BGH zum Missbrauch des Mahnverfahrens: Teure Trickserei im Mahnverfahren

Falsche Angaben im Mahnverfahren können teuer werden. Der BGH entschied am Dienstag, dass der tricksende Antragsteller sich nicht auf die Verjährungshemmung berufen kann – auch nicht insoweit, wie er es bei wahrheitsgemäßen Angaben gekonnt hätte.

Das Mahnverfahren ist ein vereinfachtes Verfahren der Zivilgerichte, mit welchem der Gläubiger einen Vollstreckungstitel gegen den Schuldner erwirken kann, sofern letzterer nicht widerspricht. Der Gläubiger muss hierzu einen Mahnantrag stellen, der bei Gericht wohlgemerkt nur anhand gewisser formaler Kriterien durch den Rechtspfleger geprüft wird, nicht aber materiell-rechtlich durch den Richter. Insbesondere wird nicht nachgeprüft, ob die im Mahnantrag gemachten Angaben auch den Tatsachen entsprechen.

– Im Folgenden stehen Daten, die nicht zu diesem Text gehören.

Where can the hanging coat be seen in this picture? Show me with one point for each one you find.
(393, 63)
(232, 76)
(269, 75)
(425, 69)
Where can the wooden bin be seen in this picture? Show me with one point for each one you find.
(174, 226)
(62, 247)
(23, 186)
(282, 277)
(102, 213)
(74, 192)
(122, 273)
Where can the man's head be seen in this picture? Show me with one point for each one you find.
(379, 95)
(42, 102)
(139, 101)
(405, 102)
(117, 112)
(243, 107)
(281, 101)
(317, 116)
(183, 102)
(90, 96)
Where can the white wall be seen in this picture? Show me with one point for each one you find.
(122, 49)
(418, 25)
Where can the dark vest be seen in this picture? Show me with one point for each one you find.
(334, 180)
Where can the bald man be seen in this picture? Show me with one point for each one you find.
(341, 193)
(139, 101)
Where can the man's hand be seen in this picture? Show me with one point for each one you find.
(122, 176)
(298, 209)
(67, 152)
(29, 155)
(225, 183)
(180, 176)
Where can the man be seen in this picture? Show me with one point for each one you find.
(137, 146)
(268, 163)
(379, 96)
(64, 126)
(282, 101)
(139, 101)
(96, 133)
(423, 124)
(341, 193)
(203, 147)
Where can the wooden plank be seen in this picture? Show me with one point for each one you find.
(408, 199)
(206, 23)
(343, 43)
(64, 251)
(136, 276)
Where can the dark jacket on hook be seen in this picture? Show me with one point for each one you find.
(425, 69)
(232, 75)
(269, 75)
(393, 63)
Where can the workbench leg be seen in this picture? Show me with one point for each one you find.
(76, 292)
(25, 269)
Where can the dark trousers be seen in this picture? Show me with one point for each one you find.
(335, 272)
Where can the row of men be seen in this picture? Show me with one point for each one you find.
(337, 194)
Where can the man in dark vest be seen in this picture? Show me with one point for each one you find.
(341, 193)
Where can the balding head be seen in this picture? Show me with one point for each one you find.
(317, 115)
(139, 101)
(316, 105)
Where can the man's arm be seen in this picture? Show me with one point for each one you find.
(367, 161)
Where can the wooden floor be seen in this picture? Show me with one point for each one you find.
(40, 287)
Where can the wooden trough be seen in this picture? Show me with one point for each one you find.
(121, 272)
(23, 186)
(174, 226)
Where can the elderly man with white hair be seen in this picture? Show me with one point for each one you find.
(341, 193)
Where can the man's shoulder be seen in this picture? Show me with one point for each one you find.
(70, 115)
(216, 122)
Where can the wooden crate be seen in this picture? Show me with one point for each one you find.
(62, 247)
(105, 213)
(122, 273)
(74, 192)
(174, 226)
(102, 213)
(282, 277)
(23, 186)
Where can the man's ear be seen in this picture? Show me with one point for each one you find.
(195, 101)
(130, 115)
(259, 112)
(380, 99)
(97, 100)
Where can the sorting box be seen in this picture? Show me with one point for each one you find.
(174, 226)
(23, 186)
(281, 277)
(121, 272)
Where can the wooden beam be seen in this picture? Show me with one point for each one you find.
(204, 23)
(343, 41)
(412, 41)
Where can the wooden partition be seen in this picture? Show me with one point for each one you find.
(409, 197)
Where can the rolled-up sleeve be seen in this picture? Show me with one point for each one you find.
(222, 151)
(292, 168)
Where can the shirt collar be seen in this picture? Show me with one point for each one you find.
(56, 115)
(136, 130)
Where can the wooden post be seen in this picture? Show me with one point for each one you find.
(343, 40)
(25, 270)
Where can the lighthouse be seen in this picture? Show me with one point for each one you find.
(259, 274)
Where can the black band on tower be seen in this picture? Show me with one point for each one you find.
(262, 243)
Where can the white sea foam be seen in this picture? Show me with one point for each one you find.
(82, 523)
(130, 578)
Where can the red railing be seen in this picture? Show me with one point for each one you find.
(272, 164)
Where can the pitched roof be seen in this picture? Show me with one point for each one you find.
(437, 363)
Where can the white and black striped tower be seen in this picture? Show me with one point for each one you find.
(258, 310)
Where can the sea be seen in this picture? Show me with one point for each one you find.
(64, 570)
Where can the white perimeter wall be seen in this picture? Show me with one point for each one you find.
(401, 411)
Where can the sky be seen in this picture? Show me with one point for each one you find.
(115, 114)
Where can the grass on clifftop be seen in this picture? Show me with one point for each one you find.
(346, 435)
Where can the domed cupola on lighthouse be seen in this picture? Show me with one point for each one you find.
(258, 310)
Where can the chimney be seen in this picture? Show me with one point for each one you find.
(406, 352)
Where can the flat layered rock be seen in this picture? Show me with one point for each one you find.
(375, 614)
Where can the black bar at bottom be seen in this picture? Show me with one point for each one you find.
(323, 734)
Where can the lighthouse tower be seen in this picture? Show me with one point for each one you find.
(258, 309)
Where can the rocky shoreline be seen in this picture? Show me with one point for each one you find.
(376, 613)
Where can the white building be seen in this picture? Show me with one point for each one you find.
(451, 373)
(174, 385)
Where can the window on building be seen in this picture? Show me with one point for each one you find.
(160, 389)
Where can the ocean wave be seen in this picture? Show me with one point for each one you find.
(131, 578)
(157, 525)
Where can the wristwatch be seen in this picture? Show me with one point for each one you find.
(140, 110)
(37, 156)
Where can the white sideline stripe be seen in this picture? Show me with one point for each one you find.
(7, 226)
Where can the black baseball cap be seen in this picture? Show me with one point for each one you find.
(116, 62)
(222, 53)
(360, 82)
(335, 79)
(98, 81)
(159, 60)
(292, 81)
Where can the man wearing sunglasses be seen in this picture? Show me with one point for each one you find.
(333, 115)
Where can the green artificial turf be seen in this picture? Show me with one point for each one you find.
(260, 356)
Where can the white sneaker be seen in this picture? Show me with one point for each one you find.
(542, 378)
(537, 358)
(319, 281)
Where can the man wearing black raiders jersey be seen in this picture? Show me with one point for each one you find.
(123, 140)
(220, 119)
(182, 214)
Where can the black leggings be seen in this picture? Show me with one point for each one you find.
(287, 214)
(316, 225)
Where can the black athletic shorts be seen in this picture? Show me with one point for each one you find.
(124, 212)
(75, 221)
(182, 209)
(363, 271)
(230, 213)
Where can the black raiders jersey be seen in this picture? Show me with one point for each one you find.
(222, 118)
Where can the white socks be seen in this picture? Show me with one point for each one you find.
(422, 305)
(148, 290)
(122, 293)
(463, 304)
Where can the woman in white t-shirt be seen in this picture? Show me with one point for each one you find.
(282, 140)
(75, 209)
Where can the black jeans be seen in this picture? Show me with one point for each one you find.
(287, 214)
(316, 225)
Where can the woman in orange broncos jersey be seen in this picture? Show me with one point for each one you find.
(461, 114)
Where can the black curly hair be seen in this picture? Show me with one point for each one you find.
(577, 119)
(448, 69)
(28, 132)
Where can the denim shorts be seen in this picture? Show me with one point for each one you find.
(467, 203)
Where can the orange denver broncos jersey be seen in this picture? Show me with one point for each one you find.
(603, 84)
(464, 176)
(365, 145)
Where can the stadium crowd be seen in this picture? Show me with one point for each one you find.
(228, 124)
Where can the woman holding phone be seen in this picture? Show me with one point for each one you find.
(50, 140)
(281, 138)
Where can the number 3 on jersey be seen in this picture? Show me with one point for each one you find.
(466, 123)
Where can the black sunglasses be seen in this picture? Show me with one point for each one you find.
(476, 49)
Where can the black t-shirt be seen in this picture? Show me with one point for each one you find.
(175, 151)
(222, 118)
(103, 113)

Dem Fall vor dem BGH lag ein Wohnungskauf aus 1992 zu Grunde. Spätestens 2005 erfuhr der spätere Kläger, dass ihm gegen die Beklagte Ansprüche aus der Verletzung einer vorvertraglichen Aufklärungspflicht zustanden. Gemäß der allgemeinen Regeln (§§ 195, 199 Bürgerliches Gesetzbuch) wäre dieser Anspruch Ende 2008 verjährt. Denkbar knapp, nämlich am 30. Dezember 2008, ließ der Käufer der Wohnung jedoch durch seinen Anwalt den Antrag auf Erlass eines Mahnbescheides stellen, was gemäß §§ 204 Abs. 1 Nr. 3 BGB, 167 ZPO die Verjährung hemmt.*

Keine Berufung auf Verjährungshemmung bei unwahren Angaben

Mit dem Mahnbescheid, und im darauffolgenden Gerichtsverfahren, verlangte der Käufer vom Verkäufer "großen" Schadensersatz, also jene Form des Schadensersatzes, bei der die mangelhafte Kaufsache zurückgegeben und Ersatz für die Nichterfüllung des ganzen Vertrages geschuldet wird. Dieser große Schadensersatz ist naturgemäß nur Zug-um-Zug möglich, in diesem Fall gegen Rückübereignung der Wohnung. Das Mahnverfahren hingegen ist bei wechselseitigen Ansprüchen nur dann möglich, wenn derjenige, der den Mahnbescheid beantragt, die von ihm geschuldete Leistung schon erbracht hat, § 690 Abs. 1 Nr. 4 Zivilprozessordnung.

Genau dies hatte der Anwalt des Käufers im Antrag vom 30. Dezember 2008 auch – bewusst wahrheitswidrig – angegeben. Im folgenden Prozess berief der Verkäufer sich jedoch auf Verjährung, und bekam darin nun vom BGH im Ergebnis Recht: Zwar werde die Verjährung in einer Konstellation wie dieser durch die Beantragung des Mahnbescheides gehemmt. Dem Käufer sei es jedoch nach Treu und Glauben verwehrt, sich auf die Hemmung der Verjährung auch zu berufen, wenn er den Mahnbescheid mit bewusst wahrheitswidrigen Angaben erwirkt habe.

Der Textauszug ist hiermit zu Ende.